Do the stratospheric heights of the U.S. stock market reflect a new era--or simply new levels of irrational exuberance? That was the question lobbed into the financial markets by Federal Reserve Chairman Alan Greenspan in his testimony before the Senate Banking Committee on Feb. 26. The markets interpreted his comments as debunking the view that the economy had entered a sustainable euphoric high, fueled by low inflation, strong corporate profits, and high productivity. The Dow industrials responded by plunging as much as 122 points before closing down 55 points, to 6,983, and the 30-year Treasury bond yield jumped from 6.66% to 6.78%.
Is Greenspan's skepticism merited? Perhaps. But a chorus of Wall Street strategists argue that many of the tried-and-true yardsticks of value are no longer valid. By their new math, stocks aren't wildly overvalued or headed for a huge fall. The market may not keep up its recent torrid pace, but the bulls say the trend will still be upward--propelling the Dow Jones industrial average and the Standard & Poor's 500-stock index 10% higher in 1997.
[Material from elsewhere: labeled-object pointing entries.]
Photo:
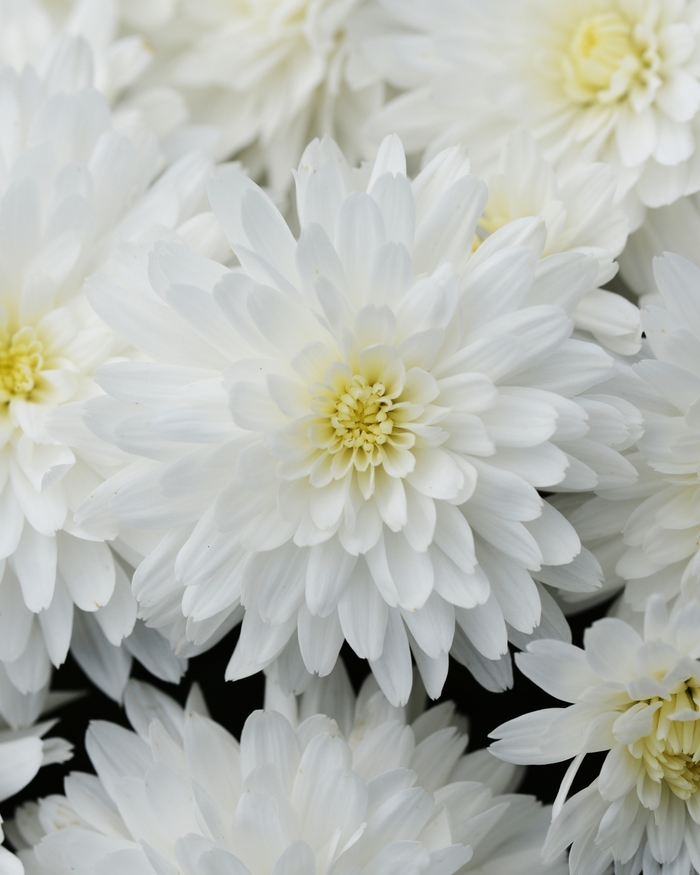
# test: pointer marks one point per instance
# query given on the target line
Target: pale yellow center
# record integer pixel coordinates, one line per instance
(21, 359)
(488, 224)
(361, 418)
(607, 57)
(671, 752)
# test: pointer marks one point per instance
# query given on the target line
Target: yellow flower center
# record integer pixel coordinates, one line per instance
(671, 751)
(21, 359)
(488, 224)
(607, 57)
(361, 418)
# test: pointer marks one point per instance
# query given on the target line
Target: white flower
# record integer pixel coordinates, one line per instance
(70, 185)
(639, 699)
(22, 753)
(675, 228)
(29, 29)
(579, 215)
(647, 536)
(346, 435)
(339, 786)
(594, 80)
(267, 75)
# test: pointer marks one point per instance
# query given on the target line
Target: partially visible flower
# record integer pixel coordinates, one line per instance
(608, 80)
(647, 535)
(675, 228)
(71, 187)
(580, 216)
(345, 436)
(22, 753)
(268, 76)
(637, 697)
(339, 785)
(29, 29)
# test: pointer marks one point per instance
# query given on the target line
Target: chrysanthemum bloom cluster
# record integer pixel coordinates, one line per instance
(638, 698)
(31, 28)
(346, 435)
(266, 76)
(646, 536)
(579, 215)
(69, 185)
(593, 80)
(339, 785)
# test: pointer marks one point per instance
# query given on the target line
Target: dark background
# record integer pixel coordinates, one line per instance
(231, 703)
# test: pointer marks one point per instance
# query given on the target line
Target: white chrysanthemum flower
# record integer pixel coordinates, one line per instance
(579, 215)
(69, 186)
(269, 76)
(647, 536)
(675, 228)
(637, 697)
(22, 753)
(346, 435)
(338, 785)
(594, 80)
(29, 27)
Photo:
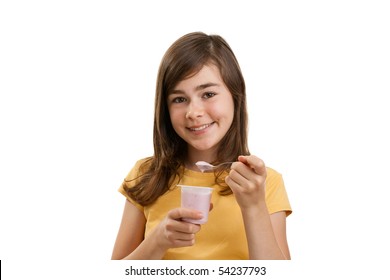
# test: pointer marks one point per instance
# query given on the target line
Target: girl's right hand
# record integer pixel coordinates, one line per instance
(172, 232)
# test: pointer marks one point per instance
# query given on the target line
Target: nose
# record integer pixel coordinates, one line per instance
(195, 110)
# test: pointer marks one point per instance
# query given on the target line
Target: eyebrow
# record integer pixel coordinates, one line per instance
(197, 88)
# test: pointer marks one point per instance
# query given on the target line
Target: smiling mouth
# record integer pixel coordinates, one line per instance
(200, 127)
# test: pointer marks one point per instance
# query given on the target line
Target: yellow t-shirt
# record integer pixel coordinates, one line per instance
(223, 236)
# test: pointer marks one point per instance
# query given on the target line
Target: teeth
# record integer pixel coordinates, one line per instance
(200, 128)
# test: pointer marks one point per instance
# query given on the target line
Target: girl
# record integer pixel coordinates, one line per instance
(200, 114)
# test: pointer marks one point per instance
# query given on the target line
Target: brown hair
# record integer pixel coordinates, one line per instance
(186, 57)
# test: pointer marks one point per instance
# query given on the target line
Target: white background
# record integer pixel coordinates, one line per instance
(77, 82)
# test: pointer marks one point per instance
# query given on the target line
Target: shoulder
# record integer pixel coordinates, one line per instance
(140, 167)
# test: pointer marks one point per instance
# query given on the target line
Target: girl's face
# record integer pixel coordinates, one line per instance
(201, 109)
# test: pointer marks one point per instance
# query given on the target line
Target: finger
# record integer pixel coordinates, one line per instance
(232, 184)
(180, 213)
(254, 162)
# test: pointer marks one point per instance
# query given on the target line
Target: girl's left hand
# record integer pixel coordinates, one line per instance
(247, 181)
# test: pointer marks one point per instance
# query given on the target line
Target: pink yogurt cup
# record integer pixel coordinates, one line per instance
(198, 198)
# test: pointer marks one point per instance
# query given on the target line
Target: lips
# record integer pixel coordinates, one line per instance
(201, 127)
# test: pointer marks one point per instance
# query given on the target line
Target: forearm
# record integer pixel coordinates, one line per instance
(262, 243)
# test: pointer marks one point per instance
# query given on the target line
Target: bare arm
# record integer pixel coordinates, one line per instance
(266, 234)
(171, 232)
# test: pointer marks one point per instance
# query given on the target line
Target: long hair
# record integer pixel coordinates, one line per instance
(185, 57)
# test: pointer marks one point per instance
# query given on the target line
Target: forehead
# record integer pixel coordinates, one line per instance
(208, 73)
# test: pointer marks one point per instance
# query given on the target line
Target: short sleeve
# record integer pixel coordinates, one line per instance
(132, 178)
(276, 194)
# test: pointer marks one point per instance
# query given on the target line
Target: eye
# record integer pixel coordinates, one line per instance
(178, 100)
(208, 95)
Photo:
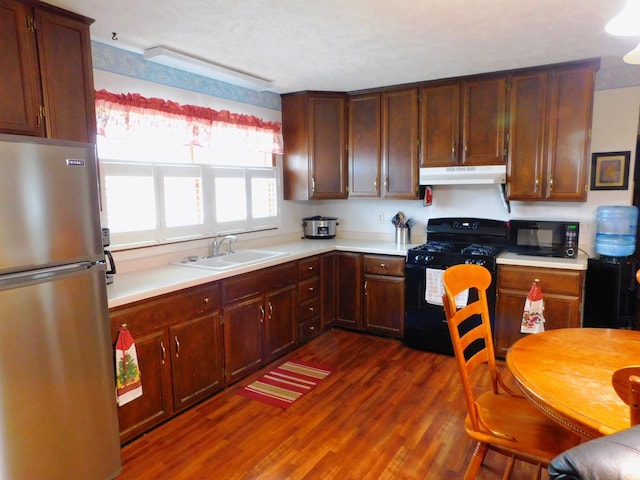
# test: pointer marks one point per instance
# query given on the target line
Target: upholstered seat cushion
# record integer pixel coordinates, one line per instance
(613, 457)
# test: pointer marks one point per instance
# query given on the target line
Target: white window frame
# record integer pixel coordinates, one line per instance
(210, 227)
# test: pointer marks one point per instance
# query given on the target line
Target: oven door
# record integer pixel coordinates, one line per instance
(425, 324)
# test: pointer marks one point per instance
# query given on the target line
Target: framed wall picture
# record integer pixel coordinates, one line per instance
(610, 170)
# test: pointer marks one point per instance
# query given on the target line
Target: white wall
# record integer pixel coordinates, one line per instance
(615, 127)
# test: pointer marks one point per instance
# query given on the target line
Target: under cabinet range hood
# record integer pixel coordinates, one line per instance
(464, 175)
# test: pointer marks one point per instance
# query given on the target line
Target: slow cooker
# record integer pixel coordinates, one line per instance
(319, 227)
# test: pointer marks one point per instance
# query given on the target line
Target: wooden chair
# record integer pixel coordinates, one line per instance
(626, 383)
(497, 419)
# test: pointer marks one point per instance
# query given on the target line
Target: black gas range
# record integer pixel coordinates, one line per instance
(450, 241)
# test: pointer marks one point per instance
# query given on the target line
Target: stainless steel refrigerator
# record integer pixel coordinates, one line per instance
(58, 413)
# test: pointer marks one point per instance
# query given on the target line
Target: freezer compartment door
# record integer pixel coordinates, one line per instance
(50, 205)
(57, 386)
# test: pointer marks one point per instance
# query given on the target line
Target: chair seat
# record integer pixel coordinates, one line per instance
(517, 417)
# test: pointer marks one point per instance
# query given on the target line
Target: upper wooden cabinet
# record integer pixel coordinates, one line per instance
(463, 122)
(440, 124)
(365, 137)
(383, 148)
(400, 143)
(549, 132)
(46, 87)
(314, 129)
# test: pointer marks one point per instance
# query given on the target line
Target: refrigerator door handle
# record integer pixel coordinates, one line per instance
(20, 278)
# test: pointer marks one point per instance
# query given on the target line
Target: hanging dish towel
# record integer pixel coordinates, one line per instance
(128, 381)
(434, 289)
(532, 316)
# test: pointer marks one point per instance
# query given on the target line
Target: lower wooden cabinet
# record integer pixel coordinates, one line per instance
(178, 341)
(259, 314)
(349, 290)
(309, 297)
(563, 297)
(384, 295)
(328, 289)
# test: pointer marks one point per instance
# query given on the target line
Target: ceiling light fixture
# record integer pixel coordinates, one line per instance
(207, 69)
(627, 21)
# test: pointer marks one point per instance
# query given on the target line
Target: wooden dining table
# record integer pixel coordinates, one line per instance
(567, 373)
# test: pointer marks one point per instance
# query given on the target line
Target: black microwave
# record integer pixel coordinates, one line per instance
(547, 238)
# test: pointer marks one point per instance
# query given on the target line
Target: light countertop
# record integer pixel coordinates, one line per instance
(138, 285)
(578, 263)
(141, 284)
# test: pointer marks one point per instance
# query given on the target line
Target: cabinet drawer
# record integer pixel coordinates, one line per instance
(309, 309)
(259, 281)
(309, 330)
(308, 289)
(557, 281)
(309, 267)
(384, 265)
(149, 315)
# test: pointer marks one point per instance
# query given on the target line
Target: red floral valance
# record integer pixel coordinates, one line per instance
(192, 111)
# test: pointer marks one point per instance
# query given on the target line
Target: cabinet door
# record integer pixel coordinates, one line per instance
(196, 359)
(484, 121)
(154, 405)
(243, 337)
(328, 289)
(570, 114)
(327, 146)
(527, 127)
(400, 143)
(439, 125)
(364, 145)
(280, 323)
(64, 50)
(384, 305)
(349, 290)
(20, 96)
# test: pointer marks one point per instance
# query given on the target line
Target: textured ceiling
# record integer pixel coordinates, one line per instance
(347, 45)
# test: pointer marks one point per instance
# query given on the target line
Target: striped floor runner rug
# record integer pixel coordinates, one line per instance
(286, 383)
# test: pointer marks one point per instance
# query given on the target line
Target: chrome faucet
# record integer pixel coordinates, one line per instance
(217, 243)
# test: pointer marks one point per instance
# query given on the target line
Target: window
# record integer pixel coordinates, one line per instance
(167, 176)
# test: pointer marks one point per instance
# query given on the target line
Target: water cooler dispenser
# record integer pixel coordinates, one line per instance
(610, 283)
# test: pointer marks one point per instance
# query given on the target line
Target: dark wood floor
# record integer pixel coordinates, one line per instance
(389, 412)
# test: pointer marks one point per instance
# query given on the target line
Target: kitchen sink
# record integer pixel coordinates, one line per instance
(228, 261)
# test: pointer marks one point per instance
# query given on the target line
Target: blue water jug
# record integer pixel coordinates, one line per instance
(616, 230)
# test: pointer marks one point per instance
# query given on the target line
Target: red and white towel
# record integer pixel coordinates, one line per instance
(128, 380)
(533, 314)
(434, 289)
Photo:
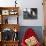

NO STING. The case for this "new era" analysis rests on changes in the U.S. economy that have made companies more efficient. "Cyclical inflation has been disarmed by the intensified competition that has become a way of life for Corporate America," says Prudential Securities Inc. chief investment strategist Greg A. Smith. The rise of the information economy and sharper global competition take "a lot of the sting out" of the late stages of a business cycle, when rising prices and inflation are expected, he says. If the economy doesn't get shocks from a sudden rise in food or energy prices, Smith says inflation could fall to 2% this year. And that, he predicts, could lead to a 7500 Dow in 1997.
Another bull is Goldman, Sachs & Co.'s market guru, Abby Joseph Cohen. Lower inflation expectations, she argues, are stretching out the business cycle by restraining consumer spending and keeping business inventories lean. Cohen recently warned clients that stocks may stay in a trading range for a while. But, she says, "that doesn't mean we've changed our bullish view. The fundamentals are still very strong in the U.S. We have ahead of us a very long-lasting period of additional economic and profit growth."
It doesn't necessarily require new math to justify current market valuations. Jeffrey M. Applegate, Lehman Brothers Inc.'s chief investment strategist, looks back to the bull market of the early 1960s. From 1961 to 1965, the "trailing" consumer price index--the CPI measured for the previous 12 months--averaged 1.3%, and the trailing p-e on the S&P 500 stayed above 18, save for a short correction in 1962. And from July, 1962, to January, 1966, the S&P 500 index rose 90%. The situation is similar today, with the trailing CPI at 3.3% and the S&P 500 p-e multiple at 19.6. The lesson, says Applegate: "The market appears to have gotten ahead of itself, but not wildly so." He thinks the S&P 500 could end 1997 up 17% to 20%.
Of course, believing that "this time it's different" has undone investors in the past. But Peter J. Canelo, chief investment strategist at Dean Witter Reynolds Inc., notes that an unusual set of factors are converging: "A good economy, inflation nowhere to be seen, earnings coming in better than people expected, a very strong U.S. dollar helping to keep inflation down and bring money into our markets." Factor in a likely capital-gains tax cut and, he concludes, the Dow has not reached a level that signals a major correction.
Even growling bears can't predict a top. "Assuming we're in a new era and don't know when it will end, you've moved so far past any gauges useful in measuring it that we can't predict an upside target," says Andrew Engel, senior research analyst at Leuthold Group in Minneapolis. Still, Engel says he can envision a slide of 30% to 40% this year.
If the old rules don't apply any- more, can we forget the old saw that zit's foolish to fight the Fed? Greenspan's threat of a possible "preemptive" rate hike to safeguard against inflation is sure to ratchet up interest-rate jitters. But even if rates do go up, "it's just not true that rising rates necessarily kill off a stock market," insists Canelo. The question now: Is that wishful thinking? Or a new era dawning?